Immunologists at Dalhousie University in Halifax are working with critical care specialists in Spain to examine key “biomarkers” in the blood of COVID-19 patients, which could help predict the severity of the illness. For a study published in the peer-reviewed journal Critical Care, they tested 250 patients with varying degrees of illness for ribonucleic acid or RNA – the virus’s “genetic blueprint” – and found 78 per cent of those who were severely ill had higher amounts of viral RNA than mild cases.

“We now have an extremely reliable indicator for identifying severe COVID-19 patients who require critical care and should be admitted to the ICU, which will help intensive care unit doctors prioritize severely ill patients,” said David Kelvin, Canada research chair at Dalhousie’s microbiology and immunology department, in a December statement.

The team also linked viral RNA to dysfunctional immune response among COVID-19 patients and they’re now examining how new variants of the virus affect host immunity compared with the first wave of the pandemic, he said.

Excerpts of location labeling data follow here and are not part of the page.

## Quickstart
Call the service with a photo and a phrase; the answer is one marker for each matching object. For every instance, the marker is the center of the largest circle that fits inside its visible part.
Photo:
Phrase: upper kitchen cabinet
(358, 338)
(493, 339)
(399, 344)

Their work is supported by the Canadian Institutes of Health Research.

Wastewater testing

Testing for COVID-19 in raw wastewater is scaling up in several provinces, including Ontario, B.C. and Nova Scotia. Gail Krantzberg, a professor in the engineering department at Hamilton’s McMaster University, said COVID-19 is “absolutely detectable” in many of the southern Ontario municipalities participating in the project.

A network of researchers at different universities is also working to make the testing more sensitive to detecting the virus. They recently had a sample and couldn’t detect it, but got a signal after refining their methods, said Krantzberg, adding the virus found in wastewater is “deactivated” and no longer live.

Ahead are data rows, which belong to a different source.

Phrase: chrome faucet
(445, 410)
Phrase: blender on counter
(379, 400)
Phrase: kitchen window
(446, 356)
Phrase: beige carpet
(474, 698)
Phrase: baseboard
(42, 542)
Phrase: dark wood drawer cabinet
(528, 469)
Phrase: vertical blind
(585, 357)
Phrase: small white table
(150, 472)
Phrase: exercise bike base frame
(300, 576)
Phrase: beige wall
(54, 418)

The researchers hope to use wastewater to sound the alarm about potential clusters in real time, before new individual cases are found, she said.

“People who are asymptomatic may not get tested. They’re walking around, they’re sick (and) nobody knows, even though they’re excreting (the virus).”

They should soon be able to deliver test results to health officials three times a week within 24 hours of sampling, said Krantzberg.